Most of the newly dead don’t know what they want anymore, and that’s a good thing. But some sure as hell do.

I’m still sore from the soul that yesterday wrapped itself around one last need like a fist. Most souls appear to me like milkweed wisps and bits of packing twine. My friend at the river claims they look like worn socks to him, even the fighty ones. But this one? A stubborn bramble. I nearly broke it in half, getting that want out. The soul bit and hissed, then yanked hard enough to pull me from the land of the dead through to where its body lay in a study, wanting to keep something from some harm. I saw a safe. I saw a girl. And a bird in a cage. Which was it? The soul wouldn’t say. In the end, I won my way back, pried the dark twist of metal from its grip roughly, then dragged the soul to the river with no further fight.

When I was finished, I tied the want to my cloak—they take the form of keys, and this one was a large key, the kind that fit a safe. Now I knew. I shivered with the weight of that fortune, and the want for wealth over life. The choice tasted as bitter as metal.

My friend, silently waiting by the river, lifted a hand in thanks, and I waved back. That motion created sound—a rippling of keys—that broke the quiet. The wave and that sound eased my heart—what was left of it. I was doing a good job, cleaning things up for the dead.

It’s damn dangerous to have too much want sitting around. When one vital thing clings, it can turn the dead back on the living. It can rip holes in our equipment, or staff.

Take, for instance, my friend, who can’t handle the struggles at the shoreline alone anymore. His oar is splintering from the strain. He stoops from stress headaches.

Thus, my job. Draped in the keys of old lives, I greet the newly dead. Sometimes, I help them. My cloak rattles, the first sound they hear in the whispering sand. They may have expected chains, given the stories, but it’s only Apartment 1A, 17 Water Street, 85 Rue de Montparnasse, Global Industrial Model 2832b. Many more.

When I next feel the first familiar tug of an arrival, I start walking. The walking is tedious. The job’s not something that makes a good myth. I am a small god of small problems. But, to help my friend, I check each soul and remove the last of the world from their desperate grasp.
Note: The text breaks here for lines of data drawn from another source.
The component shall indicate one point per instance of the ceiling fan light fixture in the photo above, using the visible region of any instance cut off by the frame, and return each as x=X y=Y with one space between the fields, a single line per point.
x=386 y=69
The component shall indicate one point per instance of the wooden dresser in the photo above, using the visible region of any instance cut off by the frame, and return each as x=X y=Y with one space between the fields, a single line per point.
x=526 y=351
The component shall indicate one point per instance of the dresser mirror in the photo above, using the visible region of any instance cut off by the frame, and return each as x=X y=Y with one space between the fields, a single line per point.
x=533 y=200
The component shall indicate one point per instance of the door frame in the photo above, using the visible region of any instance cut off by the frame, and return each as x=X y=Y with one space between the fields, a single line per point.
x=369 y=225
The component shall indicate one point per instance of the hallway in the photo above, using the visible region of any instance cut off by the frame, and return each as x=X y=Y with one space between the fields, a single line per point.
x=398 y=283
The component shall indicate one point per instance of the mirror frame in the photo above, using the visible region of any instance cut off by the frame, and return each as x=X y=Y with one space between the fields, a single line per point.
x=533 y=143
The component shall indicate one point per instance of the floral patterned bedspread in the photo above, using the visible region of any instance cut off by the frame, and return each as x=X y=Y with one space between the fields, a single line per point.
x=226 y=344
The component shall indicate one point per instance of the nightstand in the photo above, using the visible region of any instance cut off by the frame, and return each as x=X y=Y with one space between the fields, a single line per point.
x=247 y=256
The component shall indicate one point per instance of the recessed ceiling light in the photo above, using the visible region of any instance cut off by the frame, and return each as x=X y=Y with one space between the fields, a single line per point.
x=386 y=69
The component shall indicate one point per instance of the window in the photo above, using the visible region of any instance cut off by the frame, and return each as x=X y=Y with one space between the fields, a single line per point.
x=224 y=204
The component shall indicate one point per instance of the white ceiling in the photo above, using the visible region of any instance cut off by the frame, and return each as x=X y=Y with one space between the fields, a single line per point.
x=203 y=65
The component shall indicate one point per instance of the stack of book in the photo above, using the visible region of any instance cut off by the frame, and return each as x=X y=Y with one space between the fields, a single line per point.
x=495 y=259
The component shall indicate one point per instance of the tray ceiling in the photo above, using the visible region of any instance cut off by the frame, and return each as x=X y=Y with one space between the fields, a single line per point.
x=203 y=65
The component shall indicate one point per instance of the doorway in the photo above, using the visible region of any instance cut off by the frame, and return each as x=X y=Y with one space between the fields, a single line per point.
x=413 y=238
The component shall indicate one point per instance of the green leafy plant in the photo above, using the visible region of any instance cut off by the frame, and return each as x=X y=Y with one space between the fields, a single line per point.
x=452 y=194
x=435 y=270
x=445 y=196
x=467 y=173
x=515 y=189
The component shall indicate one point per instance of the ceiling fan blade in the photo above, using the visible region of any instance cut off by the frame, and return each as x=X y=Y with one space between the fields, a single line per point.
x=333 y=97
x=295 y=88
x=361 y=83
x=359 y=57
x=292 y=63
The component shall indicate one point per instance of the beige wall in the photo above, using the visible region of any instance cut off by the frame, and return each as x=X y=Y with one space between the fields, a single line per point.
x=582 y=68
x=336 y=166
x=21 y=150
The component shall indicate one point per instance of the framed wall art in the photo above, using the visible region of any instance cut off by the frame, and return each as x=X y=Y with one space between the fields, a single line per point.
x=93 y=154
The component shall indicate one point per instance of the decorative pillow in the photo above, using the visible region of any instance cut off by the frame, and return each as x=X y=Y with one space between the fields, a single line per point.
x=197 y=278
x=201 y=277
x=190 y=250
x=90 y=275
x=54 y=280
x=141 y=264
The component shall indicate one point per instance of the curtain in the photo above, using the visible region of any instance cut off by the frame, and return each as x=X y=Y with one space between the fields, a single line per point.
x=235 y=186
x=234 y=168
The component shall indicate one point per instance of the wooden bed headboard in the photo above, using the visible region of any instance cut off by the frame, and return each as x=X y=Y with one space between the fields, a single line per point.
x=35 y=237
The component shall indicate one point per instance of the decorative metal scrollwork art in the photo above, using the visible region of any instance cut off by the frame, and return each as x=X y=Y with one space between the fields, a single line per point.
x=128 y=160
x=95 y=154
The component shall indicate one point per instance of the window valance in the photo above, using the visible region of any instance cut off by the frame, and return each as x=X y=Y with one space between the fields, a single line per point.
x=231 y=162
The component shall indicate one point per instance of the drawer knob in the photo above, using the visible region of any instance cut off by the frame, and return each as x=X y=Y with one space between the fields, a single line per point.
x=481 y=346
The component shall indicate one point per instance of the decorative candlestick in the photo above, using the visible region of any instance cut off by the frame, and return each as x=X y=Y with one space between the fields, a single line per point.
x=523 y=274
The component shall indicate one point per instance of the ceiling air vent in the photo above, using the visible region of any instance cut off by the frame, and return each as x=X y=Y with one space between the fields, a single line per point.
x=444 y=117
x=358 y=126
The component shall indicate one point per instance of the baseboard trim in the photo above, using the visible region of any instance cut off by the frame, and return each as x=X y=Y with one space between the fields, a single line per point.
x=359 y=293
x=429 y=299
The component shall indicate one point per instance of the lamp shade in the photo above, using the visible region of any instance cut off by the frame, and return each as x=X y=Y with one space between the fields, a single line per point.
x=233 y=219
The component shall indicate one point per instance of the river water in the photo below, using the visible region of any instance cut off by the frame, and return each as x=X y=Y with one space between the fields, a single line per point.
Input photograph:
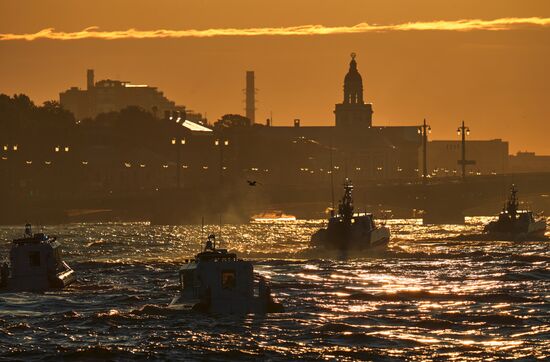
x=426 y=298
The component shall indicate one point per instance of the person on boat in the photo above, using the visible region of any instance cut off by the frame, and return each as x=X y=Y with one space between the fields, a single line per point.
x=4 y=274
x=210 y=242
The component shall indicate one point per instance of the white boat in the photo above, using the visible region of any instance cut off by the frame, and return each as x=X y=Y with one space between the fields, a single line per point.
x=35 y=264
x=347 y=230
x=216 y=281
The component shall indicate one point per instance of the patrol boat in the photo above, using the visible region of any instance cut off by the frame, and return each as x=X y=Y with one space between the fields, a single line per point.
x=215 y=281
x=515 y=224
x=35 y=264
x=351 y=231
Today, three crepuscular rays pierce the thick clouds that hang unmoving above the river. The dark water mirrors the sepia and gold trails of passage, and I feel the first familiar tug of the newly dead. I begin to walk toward the horizon. The pull—the electrified distance between needing and having, between possibility and reality—is almost like the moment before kissing a person for the first or last time.

Walking from river to horizon as my job here requires, I weave a trail across the sand. I make no sound except the rattling of my cloak. How many steps? I refuse to count. How many souls? The weight of my cloak tells me: many. But I have no sense of distance, time, or physical discomfort. Once, I might have wished for a desert’s gritty texture, a riverbank’s damp, but my job requires me not to. I will someday grow to love to the lack.
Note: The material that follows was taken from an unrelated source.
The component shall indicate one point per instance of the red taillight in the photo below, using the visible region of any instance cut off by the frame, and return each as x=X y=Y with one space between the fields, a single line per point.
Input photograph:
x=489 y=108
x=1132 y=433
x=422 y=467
The pull is the opposite of lack, and I must always remove it. Secure it.

I arrive where the crepuscular light lands, simmering the sand. Each beam has carved a hole, three in all this time, one still smoldering.
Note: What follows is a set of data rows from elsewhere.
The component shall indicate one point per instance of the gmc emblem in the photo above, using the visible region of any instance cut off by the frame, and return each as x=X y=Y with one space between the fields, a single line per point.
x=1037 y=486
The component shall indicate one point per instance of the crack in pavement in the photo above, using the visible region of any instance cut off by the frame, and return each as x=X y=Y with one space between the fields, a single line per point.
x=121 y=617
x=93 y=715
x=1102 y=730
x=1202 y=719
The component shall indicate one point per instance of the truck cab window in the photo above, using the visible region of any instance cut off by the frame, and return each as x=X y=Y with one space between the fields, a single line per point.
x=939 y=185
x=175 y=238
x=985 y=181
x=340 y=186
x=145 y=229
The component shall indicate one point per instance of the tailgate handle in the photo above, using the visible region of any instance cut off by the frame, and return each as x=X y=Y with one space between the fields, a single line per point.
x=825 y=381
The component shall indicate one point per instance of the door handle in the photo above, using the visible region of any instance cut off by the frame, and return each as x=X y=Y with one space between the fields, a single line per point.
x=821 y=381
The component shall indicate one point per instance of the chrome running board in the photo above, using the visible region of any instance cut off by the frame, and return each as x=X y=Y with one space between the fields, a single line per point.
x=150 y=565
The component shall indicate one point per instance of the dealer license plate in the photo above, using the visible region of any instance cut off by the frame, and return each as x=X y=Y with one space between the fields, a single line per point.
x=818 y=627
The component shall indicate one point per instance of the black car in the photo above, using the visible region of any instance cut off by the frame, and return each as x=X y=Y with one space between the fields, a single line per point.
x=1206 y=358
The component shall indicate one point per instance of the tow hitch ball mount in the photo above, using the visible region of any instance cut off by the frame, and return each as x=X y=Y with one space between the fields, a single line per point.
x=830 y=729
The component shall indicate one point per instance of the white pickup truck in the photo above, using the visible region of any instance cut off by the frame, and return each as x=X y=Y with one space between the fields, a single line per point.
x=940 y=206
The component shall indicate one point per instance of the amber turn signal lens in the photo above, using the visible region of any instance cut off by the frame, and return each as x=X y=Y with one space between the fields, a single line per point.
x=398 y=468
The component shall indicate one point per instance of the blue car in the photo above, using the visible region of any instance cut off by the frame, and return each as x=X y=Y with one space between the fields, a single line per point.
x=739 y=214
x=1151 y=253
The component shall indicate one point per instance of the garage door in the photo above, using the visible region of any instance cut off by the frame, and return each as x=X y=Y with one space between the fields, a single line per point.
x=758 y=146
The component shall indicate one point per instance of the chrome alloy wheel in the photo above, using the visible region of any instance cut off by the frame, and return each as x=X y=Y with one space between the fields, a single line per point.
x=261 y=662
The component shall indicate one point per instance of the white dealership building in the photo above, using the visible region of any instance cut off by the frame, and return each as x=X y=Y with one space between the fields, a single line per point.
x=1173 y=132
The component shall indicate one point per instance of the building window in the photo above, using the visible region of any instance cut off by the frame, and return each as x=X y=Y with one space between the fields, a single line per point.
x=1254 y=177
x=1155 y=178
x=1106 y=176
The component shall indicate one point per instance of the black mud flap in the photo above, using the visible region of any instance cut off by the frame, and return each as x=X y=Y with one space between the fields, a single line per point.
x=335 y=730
At the bottom of each hole, a soul curls with want, small or large.

They are beautiful, light-tipped wisps, these first two new arrivals, but I have to pause to catch my breath. Their keys feel heavy. I struggled hard yesterday.

“Why can’t you land closer?” My rasp is drowned in the clank and shift of my metal cloak, the sand shifting beneath my feet. I don’t like being this far from the river. But at least this far out, no one can hear me grumble.

The first hole and the second are close together. “Welcome,” I whisper. “There is nothing more to want.” I hug my elbows to resist the pull.

That’s what they wait for. That release. After a long breath, a hiss of sand, the first two believe me. The pull fades as the pair, sparkling in the light of their arrival, press shadowed palms to the ground and pull themselves up, reborn, limitless.

Their shades cross the sand without leaving a mark.

I try not to judge how easily they can do it. To leave that world with everything wrapped up neatly. This is a trick available to those who practice being dead long before they are.

Once the first two are far enough away, I reach a hand into each hole and draw out the keys they’ve left behind. A silver diary key, hints of handwriting light as a feather. A brass post office box nub, smelling of junk mail. The dead have already forgotten these containers.

I don’t judge those as I tie them to my cloak, and they rest lightly there.

The third hole, though.

The dead howls at my greeting. It bites. It doesn’t believe me, this knot of barnacle-crusted mooring line. My kind of soul.

The want it exudes is so strong, I extend my hand. It snarls.

“You can’t go back,” I whisper again, gently removing its needle-teeth from my index finger. There’s no blood. But now I know everything. Where it lived, what it loved. Oh yes.

“I was called Nell.” My name hangs in the air. Sometimes they’re stubborn, this way: They want to keep their secrets, their shames, to themselves. So I give them one of mine in exchange. It eases them.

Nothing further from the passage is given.